An important piece of the Bush administration's development policy was to be the -- so far disappointing -- Millennium Challenge Account, administered by the Millennium Challenge Corporation, with a promised budget of 5 billion dollars annually. The simple and promising idea behind the MCC was to award development aid to countries that was already showing progress towards democratic and accountable reform, and then to give larger, more targeted funding. By creating incentives for more efficient, democratic and accountable state-building instead of focusing on purely need-based evalutations the MCC would then "invest" in the "democratic growth stocks" of the developing world. The MCC had a very bad run in the beginning, took too long to set up, and started extremely slowly in disbursing aid: these problems are now being addressed according to this interview with the new director in the Washington Post. The US may in this way be on its way to be a significant policy innovator in the realm of output based aid -- new public management for development policies -- if not in absolute ODA (Official Development Assistance) terms.

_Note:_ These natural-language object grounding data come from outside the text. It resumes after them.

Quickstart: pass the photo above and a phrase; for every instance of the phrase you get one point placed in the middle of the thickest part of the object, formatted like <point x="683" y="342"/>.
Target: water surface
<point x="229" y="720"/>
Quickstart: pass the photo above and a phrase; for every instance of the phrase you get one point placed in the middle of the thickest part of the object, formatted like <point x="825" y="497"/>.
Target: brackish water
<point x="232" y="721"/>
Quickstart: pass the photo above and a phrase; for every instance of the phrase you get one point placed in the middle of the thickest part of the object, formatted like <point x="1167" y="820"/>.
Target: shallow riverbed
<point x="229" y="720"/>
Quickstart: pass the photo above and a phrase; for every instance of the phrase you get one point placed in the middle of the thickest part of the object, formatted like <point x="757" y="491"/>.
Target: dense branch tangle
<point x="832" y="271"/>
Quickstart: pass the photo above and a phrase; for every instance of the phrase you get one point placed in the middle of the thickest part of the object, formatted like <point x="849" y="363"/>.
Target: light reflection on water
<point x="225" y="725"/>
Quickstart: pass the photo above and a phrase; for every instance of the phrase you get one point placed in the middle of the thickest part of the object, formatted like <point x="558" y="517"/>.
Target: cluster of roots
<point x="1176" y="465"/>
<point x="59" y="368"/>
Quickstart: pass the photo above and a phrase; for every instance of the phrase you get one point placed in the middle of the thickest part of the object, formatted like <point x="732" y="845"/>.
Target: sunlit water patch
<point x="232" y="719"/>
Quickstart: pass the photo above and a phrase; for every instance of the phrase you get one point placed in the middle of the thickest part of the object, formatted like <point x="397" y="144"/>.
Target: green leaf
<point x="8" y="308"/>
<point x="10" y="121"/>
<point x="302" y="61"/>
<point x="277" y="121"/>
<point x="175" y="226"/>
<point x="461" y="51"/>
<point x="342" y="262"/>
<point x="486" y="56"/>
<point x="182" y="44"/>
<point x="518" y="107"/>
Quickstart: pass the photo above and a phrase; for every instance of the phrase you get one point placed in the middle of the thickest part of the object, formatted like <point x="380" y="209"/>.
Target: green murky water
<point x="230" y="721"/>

Two challenges are paramount for the MCC to deliver substantially: to introduce this kind of condition-based aid without losing focus on the Least Developed Countries (LDCs), and to square this aim of choosing reform-willing partner countries with the OECD's DAC Guidelines on ODA in terms of effective focus on poverty reduction. One important element of the latter is the untying of aid, i.e. scrapping demands for procurement in donor countries. Untying development aid may be the development world's equivalent of agricultural subventions in that it effectively hampers growth of recipient countries' own capacities. According to the OECD there is some, but modest progress on this area: only 13% of overall ODA was untied in 2003. The ratio of LDC ODA that was untied (to tied LDC ODA) has risen substantially across the board for most DAC member countries since the Guidelines where agreed upon in 2001 (click picture for enlargement; page 14 of link above).

The Long War is thus not only a Pentagon affair, and it cannot be: the convergence of security and development means that both elements, seperately and jointly, have to deliver for the results to emerge. Whether the MCC -- including the USAid threshold program -- will be an efficient player in that game will depend among other things on its ability to deliver on poverty reduction in the LDCs.